Agreed. For example, I think it was a lack of background experience
with biology and science that lead to Johnson's joining the "HIV
doesn't cause AIDS" imbroglio with Duesberg et al (I don't know if Johnson
is still involved). Frankly, the sources and "contradictory" data that
Johnson embraced when he joined that "club" would have been easily
defused had Phil really understood some of the basic experimental tools
of molecular biology and biochemistry.
[...]
>BTW I disagree strongly with the notion that scientists aren't formally
>trained in rules of logic or rules of evidence. Peer review of grants and
>papers as well as discussion of controversial opinions at seminars are
>ruthless in their application of those rules. The fact that this is so
>true is what leads scientists to trust the primary literature. No doubt,
>different communities of scientists are varying in their degree of
>ruthlessness, but in general, I believe that the principle holds.

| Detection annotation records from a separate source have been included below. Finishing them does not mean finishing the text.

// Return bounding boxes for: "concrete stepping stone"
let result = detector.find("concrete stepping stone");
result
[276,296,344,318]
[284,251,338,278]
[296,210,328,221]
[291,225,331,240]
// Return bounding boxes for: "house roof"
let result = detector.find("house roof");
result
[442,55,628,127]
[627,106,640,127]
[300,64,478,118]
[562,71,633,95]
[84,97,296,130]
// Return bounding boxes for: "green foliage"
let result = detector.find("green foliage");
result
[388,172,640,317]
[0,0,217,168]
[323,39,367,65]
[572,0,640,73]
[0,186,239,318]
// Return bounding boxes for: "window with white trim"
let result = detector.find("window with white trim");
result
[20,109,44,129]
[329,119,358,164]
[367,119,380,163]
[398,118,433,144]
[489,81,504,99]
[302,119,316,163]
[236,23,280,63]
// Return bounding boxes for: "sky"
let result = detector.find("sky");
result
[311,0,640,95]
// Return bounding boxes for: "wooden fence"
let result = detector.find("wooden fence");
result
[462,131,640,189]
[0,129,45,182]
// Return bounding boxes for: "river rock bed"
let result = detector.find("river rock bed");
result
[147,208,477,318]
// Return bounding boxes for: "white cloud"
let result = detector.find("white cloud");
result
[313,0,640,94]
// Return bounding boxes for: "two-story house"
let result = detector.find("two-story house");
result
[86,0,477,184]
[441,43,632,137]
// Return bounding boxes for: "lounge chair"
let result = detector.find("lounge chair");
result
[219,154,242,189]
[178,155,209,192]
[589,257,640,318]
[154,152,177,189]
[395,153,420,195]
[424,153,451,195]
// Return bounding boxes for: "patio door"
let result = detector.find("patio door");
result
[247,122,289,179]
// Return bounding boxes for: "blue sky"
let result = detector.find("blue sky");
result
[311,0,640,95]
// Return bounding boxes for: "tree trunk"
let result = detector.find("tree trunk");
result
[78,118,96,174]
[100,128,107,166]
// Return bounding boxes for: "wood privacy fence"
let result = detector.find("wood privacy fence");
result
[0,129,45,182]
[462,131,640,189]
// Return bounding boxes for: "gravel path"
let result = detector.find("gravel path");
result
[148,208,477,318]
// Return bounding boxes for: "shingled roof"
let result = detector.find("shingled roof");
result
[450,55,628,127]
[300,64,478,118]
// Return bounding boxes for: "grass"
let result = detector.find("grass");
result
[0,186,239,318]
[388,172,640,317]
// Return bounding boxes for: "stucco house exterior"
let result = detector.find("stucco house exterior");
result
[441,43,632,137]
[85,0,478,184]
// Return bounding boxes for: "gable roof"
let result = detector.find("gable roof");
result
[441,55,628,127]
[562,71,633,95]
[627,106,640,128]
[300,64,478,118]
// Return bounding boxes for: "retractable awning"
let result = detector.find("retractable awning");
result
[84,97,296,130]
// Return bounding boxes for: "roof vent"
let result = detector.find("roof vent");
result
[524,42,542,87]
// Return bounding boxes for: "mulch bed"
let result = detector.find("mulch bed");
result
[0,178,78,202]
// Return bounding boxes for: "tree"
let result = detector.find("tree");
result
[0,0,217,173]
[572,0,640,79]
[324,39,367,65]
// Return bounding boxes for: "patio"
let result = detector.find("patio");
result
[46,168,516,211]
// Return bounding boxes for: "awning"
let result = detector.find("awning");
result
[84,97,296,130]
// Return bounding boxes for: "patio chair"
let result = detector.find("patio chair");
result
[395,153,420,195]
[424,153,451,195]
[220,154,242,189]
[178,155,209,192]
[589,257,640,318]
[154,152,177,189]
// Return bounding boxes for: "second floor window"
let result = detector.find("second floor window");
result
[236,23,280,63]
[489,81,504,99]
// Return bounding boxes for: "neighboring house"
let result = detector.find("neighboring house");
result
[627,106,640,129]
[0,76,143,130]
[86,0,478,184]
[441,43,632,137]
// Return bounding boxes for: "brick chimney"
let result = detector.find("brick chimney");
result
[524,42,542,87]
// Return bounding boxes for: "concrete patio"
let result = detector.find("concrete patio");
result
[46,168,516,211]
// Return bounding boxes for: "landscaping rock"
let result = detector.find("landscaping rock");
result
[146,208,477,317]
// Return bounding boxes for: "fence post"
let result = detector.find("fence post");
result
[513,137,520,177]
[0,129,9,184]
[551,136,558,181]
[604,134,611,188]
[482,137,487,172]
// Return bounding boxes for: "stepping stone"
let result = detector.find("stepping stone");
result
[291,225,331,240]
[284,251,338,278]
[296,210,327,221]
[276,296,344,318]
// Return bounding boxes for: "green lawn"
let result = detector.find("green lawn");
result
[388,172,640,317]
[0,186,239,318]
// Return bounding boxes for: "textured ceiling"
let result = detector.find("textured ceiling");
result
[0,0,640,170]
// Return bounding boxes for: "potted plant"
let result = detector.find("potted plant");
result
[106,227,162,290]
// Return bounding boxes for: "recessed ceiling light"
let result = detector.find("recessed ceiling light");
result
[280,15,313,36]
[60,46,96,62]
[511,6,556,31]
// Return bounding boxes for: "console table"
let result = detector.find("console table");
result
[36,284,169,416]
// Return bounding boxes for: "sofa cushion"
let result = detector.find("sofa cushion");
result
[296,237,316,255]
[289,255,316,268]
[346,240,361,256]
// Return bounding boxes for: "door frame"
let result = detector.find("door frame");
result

*sigh*...most of the time...
One rule of thumb I find helpful when looking at literature outside
of my field is that if I can find any obvious errors, then there are
probably more that I'm not detecting and I'd better get a second opinion
or read more skeptically. Another method is to pick out a few of the
references cited and see if these references really say what the authors
claim they say. Had Phil done this with the literature he used to
reach his conclusions (in the case of HIV & AIDS there was one horrible
review paper he discussed on the newsgroup, sci.med.aids), he might not
have gotten involved with the "it's not HIV" crowd.